NCUA urged to modernize capital rules, ensure parity with banks after Basel III shift
Federal banking regulators unveiled a Basel III endgame framework Thursday that would lower capital requirements for large banks by an estimated 2.4%, marking a significant change from prior proposals on this topic. Doubling down on America’s Credit Unions previous requests, President/CEO Scott Simpson responded to the announcement by urging the NCUA to take a “similar, tailored approach by recalibrating the capital treatment of mortgage servicing assets,” for credit unions.
“We have also called on the agency to evaluate broader capital relief options, including adjustments to elements of the risk-based capital framework, to ensure requirements better reflect actual risk and economic conditions,” said Simpson. “The Federal Credit Union Act requires a risk-based capital framework that is comparable to banking regulators, and today’s proposal reinforces the need for that framework to evolve alongside broader regulatory changes without imposing unnecessarily restrictive requirements on credit unions.

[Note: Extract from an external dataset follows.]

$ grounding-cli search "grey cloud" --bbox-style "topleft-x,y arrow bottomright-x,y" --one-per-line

“Credit unions are a critical source of mortgage credit, particularly for low- and moderate-income borrowers. When capital rules are not calibrated to actual risk, they can limit the ability of credit unions to support homeownership and invest in their communities,” he added. “We urge the NCUA to act to modernize its capital framework so credit unions can continue meeting the needs of their members while maintaining safety and soundness.”